Melodie suspiró profundamente de alivio. Era el primer paso, destruir el organismo del portaobjetos. Lo siguiente era destruir las propias partículas Venus sueltas.
Añadió una fuerte base al ácido para neutralizarlo, lo que provocó la precipitación de una capa de sal al fondo de la bandeja. Después encendió un mechero Bunsen debajo de la campana, puso la bandeja de cristal en el quemador y empezó a evaporar la solución. El líquido desapareció en pocos minutos, dejando una costra de sal. A continuación, Melodie puso la llama del mechero al máximo. Pasaron cinco minutos. Diez. La sal comenzó a ponerse al rojo, a medida que la temperatura se aproximaba al punto de fusión del cristal. Ninguna forma de carbono, ni siquiera un buckyball, podía sobrevivir a ese calor. Dejó la bandeja de Pyrex al rojo cinco minutos sobre el quemador. Luego apagó el gas y dejó que se enfriase.
Aún tenía que hacer una cosa, la más importante: acabar el artículo incorporando sus últimos descubrimientos. Tardó diez minutos en redactar dos párrafos finales donde usaba el lenguaje científico más seco que conocía para describir lo que acababa de observar. Guardó el archivo. Al releerlo le pareció bien.

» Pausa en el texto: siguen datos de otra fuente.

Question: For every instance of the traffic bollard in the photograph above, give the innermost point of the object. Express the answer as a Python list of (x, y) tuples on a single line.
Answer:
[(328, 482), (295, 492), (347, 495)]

Se reprochó en silencio su imprudencia. Aunque no supiera qué eran las partículas, estaba convencida de que podían ser muy peligrosas. No se podían prever sus efectos sobre un organismo vivo, como el ser humano. Se preguntó con un escalofrío si se habría infectado. Imposible. Las partículas eran demasiado grandes para transmitirse por el aire. Además, aparte de las que había desprendido meticulosamente de la roca, el resto estaba encerrado en piedra; un resto con una antigüedad de sesenta y cinco millones de años, pero a pesar de ello funcional.
Funcional.
Precisamente. Ahí estaba el quid: ¿cuál era su función? Nada más preguntárselo, Melodie supo que se tardarían meses en conocer la respuesta.
Hizo los preparativos para enviar el artículo como archivo adjunto en un e-mail y acercó al dedo a la tecla ENTER.
La pulsó.
Se apoyó en el respaldo, suspirando. De repente se sentía sin fuerzas. Pulsar la tecla había cambiado su vida. Irreversiblemente.